October 15, 2006
Iraq Rebuilding Plan Redrawn
By Larry Kaplow, Cox International Correspondent
Camp Speicher, Iraq -- U.S. and Iraqi officials have embarked on a new strategy to reconstruct the country, even as American money for the effort dries up.
Over the past year, the U.S. Embassy has formed teams of soldiers, civilians and engineers sent to provinces to help "coach" local Iraqi officials in choosing and managing projects.
Officials promise the new approach will be more coordinated and popular than the previous top-down, haphazard efforts at reconstruction.
Still, the new approach to rebuilding Iraq will face two old problems: the lack of security and an Iraqi bureaucracy that is corrupt and inefficient. And the money available to do the work under the new plan will be a small fraction of the billions tossed around before.
Since the 2003 U.S.-led invasion, several thousand reconstruction projects have been financed with American tax dollars, from small schoolhouses to giant power plants.
But American officials now routinely acknowledge that they relied too heavily on contracts with big foreign firms instead of locals.
Auditors and investigators have turned up numerous cases of fraud and mismanagement, found shoddy work on high-profile projects and shortfalls between what was planned and what was actually built. Security problems and sabotage increased costs and lowered productivity.

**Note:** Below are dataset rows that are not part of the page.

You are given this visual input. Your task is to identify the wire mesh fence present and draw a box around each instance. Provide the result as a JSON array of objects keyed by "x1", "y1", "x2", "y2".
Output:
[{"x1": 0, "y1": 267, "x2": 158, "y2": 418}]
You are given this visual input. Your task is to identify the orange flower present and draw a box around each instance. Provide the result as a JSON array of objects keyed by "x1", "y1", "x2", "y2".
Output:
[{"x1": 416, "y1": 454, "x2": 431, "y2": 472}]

Electricity output last week, according to the State Department, was still below prewar levels. Baghdad residents receive about six hours of power a day.
U.S. and Iraqi officials met last week at a military base in Saladin province to launch one of the new advisory groups, known as Provincial Reconstruction Teams, or PRTs.

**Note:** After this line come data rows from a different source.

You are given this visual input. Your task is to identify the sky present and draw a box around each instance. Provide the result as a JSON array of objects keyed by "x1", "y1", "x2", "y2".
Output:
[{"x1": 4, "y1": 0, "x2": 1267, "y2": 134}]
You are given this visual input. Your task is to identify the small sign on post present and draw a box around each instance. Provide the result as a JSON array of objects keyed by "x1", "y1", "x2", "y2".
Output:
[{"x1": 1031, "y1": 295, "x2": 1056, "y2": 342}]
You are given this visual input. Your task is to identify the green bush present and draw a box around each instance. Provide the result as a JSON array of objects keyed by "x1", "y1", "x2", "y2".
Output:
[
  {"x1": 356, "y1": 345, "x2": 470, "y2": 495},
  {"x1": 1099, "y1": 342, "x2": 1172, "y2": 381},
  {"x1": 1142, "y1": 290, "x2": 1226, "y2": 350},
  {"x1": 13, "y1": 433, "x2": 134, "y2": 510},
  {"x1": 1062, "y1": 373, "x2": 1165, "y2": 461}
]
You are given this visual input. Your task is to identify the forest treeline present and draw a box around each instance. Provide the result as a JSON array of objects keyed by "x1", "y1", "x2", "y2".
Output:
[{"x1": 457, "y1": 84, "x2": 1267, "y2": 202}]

The Saladin facility is the seventh of 10 such offices opening around the country. Seven will be run by Americans and three by British, Italian and South Korean contingents.

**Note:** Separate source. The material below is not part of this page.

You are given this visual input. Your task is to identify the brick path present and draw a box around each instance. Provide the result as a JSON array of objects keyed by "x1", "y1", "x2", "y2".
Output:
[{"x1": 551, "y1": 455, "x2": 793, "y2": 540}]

The days of big American spending on reconstruction appear to be over. In the past three years, the rebuilding effort has soaked up the more than $21 billion set aside by Congress -- now nearly all spent or tied up on existing projects -- and billions more from U.S military units and the old regime's stashes.
PRTs are not the only vehicle for reconstruction, but they will be the focus.
"It's a big country so targeting [projects] is really critical," said Frederick Barton, international reconstruction specialist at Washington's Center for Strategic and International Studies. "The money we've had in Iraq has not really trickled down to Iraqis."
He said the money crunch will be a "jolt," but the program can still work if it makes Iraqis feel like they are setting their own construction priorities and seeing progress. The foreign, oversized nature of some of the previous U.S.-backed projects might have inspired the sabotage that later crippled them, Barton said.
Stuart W. Bowen Jr., the U.S. government's special inspector general for Iraq reconstruction, cited the new reconstruction teams as key to correcting decades-old Iraqi reliance on central government and fostering efficiency and the rule of law.
But in comments to Congress in August, he warned that, "Currently, the PRT program faces serious challenges, including security threats, insufficient staffing, and limited resources."
U.S. and Iraqi leaders are still pressing donor countries for billions of dollars pledged for specific projects but not yet paid due to concerns about the government's reliability.